Using IPC to move data from one GPU to another

Dear all,

I hope I am writing at the right place.
I am trying to move data from one GPU to another.
(I must precise that I do not want to use any cuMemcpy.
In a sense, I am reproducing that happens with cuMemcpyPToP.)

Using unified addressing, one can write a simple kernel
[…] if ( i < m ) w[i] = v[i]; […]
where v and w are arrays of size m, and i is the appropriate index.

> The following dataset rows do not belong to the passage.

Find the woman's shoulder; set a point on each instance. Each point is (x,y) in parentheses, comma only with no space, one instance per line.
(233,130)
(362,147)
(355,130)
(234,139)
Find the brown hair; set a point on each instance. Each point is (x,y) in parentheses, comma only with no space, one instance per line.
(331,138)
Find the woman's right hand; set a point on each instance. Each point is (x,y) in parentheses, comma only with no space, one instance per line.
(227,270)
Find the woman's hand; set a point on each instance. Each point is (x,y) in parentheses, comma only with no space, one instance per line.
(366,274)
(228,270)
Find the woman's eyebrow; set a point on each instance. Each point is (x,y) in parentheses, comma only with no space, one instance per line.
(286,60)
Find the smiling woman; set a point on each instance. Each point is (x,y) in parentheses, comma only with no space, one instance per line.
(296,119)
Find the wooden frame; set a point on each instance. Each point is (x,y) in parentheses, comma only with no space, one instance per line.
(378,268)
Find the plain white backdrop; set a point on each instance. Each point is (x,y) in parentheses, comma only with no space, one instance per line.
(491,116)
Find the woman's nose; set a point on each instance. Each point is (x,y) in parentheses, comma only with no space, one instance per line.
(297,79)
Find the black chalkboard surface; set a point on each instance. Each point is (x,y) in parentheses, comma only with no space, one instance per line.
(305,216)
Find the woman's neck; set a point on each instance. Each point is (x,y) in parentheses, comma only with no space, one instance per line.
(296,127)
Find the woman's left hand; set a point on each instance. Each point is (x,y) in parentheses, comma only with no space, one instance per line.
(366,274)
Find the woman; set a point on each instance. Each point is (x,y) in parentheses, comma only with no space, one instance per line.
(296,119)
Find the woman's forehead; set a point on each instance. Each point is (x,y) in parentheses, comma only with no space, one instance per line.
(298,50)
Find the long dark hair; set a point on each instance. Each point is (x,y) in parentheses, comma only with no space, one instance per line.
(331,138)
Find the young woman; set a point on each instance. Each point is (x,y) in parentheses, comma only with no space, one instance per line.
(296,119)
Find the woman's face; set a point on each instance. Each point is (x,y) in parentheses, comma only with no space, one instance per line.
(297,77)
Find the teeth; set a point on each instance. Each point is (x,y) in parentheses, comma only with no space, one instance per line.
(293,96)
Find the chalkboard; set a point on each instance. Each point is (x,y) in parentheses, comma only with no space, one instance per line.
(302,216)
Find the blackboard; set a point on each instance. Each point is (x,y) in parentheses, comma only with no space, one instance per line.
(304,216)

Now consider two devices dev_0 and dev_1, arrays v and w are allocated on dev_0, dev_1, respectively.
In that case, with the appropriate setup (see below) this kernel works.
But the problem is how to notify the target, i.e., dev_1, that the data are actually in its memory?
For that we have used event and wait routines.
Unfortunately, this mechanism does not work : if one prints the data on dev_1, sometimes all the data are read, sometimes only part of the data. As example,
b[0] = 0.00000
b[1] = 0.00000
b[2] = 0.00000
b[3] = 0.00000
b[4] = 0.86748
b[5] = 0.83402
b[6] = 0.81273

From this print, we can assume that when dev_1 reads elements 0 to 3, the data are not visible or committed or simply not arrived yet. Then the data are visible and can be accessed so that the remaining elements are not zero.

Now are my questions :
1/ We record an event associated with the moving data kernel. When the kernel has completed, does it mean the data are sent by dev_0 or the data are received by dev_1 ?
2/ How can we rely on CUDA driver to get the event/notification that the data have been written on dev_1 ?
3/ Any other suggestion ?


Here is the setup code that I am using to allow remote memory access:

//On dev_0
Exchange info with device_1

//on dev_1:
Exchange info with device_0

The running code is the following:
//On dev_0
call cuda kernel
call cudaRecordEvent

//On dev_1
print the data on the stream